"El Cantante"

This biopic of salsa star Hector Lavoe needs more Marc Anthony, and less Jennifer Lopez.

Published August 3, 2007 11:36AM (EDT)

The opening of Leon Ichaso's biopic of salsa star Héctor Lavoe has a buzzy vitality that doesn't prepare you for what a drag the rest of the movie is. Jennifer Lopez, as Lavoe's long-suffering but assertive wife, Puchi, gets herself ready for an evening out, clickety-clacking through her high-toned Manhattan apartment in high heels and a liquidy red dress that looks as if it's been poured onto her curves. Accompanied by a few tough-looking guys, she slips out into the night and into a limousine, leaving her tony neighborhood for a much rougher one, where her husband -- played by Marc Anthony -- has gone to score dope. Half-awake and limp, he's piled into the back of the limo. Puchi and her able assistants hustle him into a clean shirt; she zaps away his stubble with a cordless electric shaver; she even provides a toot of coke to perk him up. And before we know it, Héctor Lavoe is onstage at a club, swaying and shimmying before hundreds of people, looking as vibrant and elegant as if he'd just emerged from a stint at a health spa, with a stop at a custom tailor along the way. The crowd loves him, and beams charisma back.

That opening sequence captures the vibe of New York in the early '70s, when salsa -- a Latin-music hybrid that began in small clubs and was nurtured by Fania Records and its stable of "All-Stars," including Lavoe and his collaborator Willie Colon, and others like Ray Barretto and Rubén Blades -- wasn't the Next Big Thing, but the sound of Now. This brief sequence captures better than anything else in "El Cantante" the dizziness and excitement that Lavoe and Puchi -- and large parts of the city they lived in -- must have felt at the time.

But before long, "El Cantante" disintegrates into a stylized jumble -- even a straightforward jumble would have been preferable. The story begins with Lavoe getting ready to leave Puerto Rico for New York, in the early 1960s, against the wishes of his father, and ends with Lavoe's death, in 1993, from an AIDs-related illness. In between, it alternately ambles dopily and zig-zags confusingly.

"El Cantante" is framed by re-creations of a filmed interview that Puchi gave in 2002 (she died, in an accident that the movie never explains, shortly thereafter): Lopez plays the older Puchi as a protective brass goddess.
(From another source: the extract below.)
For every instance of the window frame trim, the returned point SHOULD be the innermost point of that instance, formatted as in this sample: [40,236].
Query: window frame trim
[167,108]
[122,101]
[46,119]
She regards even innocent questions about Lavoe, let alone hostile ones, with a weenie-shrinking glare.

Lopez gives a fine performance here: She's always been an incredibly likable on-screen presence, but this role gives her more to dig into. Lavoe was a charmer all right, but the movie also tells us he got two women pregnant at the same time (one of them Puchi), and his destructive junk habit didn't make him easy to live with. Lopez doesn't just play the archetype of the weary, devoted partner; she makes Puchi seem human and vulnerable beneath the tough veneer. Telling Lavoe's story from Puchi's point of view is an interesting filmmaking choice, and a smart one: Ichaso (who made the 2001 "Piñero") doesn't downplay the sexism of Latin culture, and by putting Puchi at the center of his movie, he -- and Lopez -- make it clear that when women have to, they can always find ways to assert themselves.

Even so, three-quarters of the way through the picture, after the 2,000th close-up of the admittedly gorgeous Lopez (who is one of the movie's producers) looking resolute and leonine, I started to wonder a little bit more about Lavoe. Just who was this guy? We have Puchi telling us what a great sense of humor he had, and occasionally, we see glimpses of it: In an early scene, when the young Lavoe has finally gotten up the courage to approach the supremely intimidating Puchi at a party, she tells him how ugly his pants are. He looks down in mock dismay and says, "What do you mean? These are $5 pants!"

But I wanted to know more about Lavoe, about salsa -- and I wanted more Marc Anthony. As a singer, Anthony is sly and seductive but also boyishly approachable. He brings those same qualities to his performance here, particularly in the movie's earlier scenes, where Lavoe is more of a presence. Anthony's Lavoe is gawky-sexy in his 1960s get-ups, consisting of mock turtlenecks and those aforementioned cheap pants. But as the man becomes a legend, Ichaso loses sight of him: We get more of the understandably frustrated Puchi and less of Lavoe, who seems to recede into the gold-foil wallpaper long before his unfortunate and untimely death.

And for those who don't really understand what salsa is, Ichaso doesn't make it clear how different it was from what had come before. (A character describes it as a mix, a "sauce," of mambo, rhumba, jazz and merengue, but that doesn't really give us a sense of how this music could electrify New York, and the world, as it did.) The best thing about "El Cantante" is the soundtrack: Anthony interprets Lavoe's songs in a way that makes us understand how they could open the ears of a whole city. Actions speak louder than words, and in this case, music does too.


By Stephanie Zacharek

Stephanie Zacharek is a senior writer for Salon Arts & Entertainment.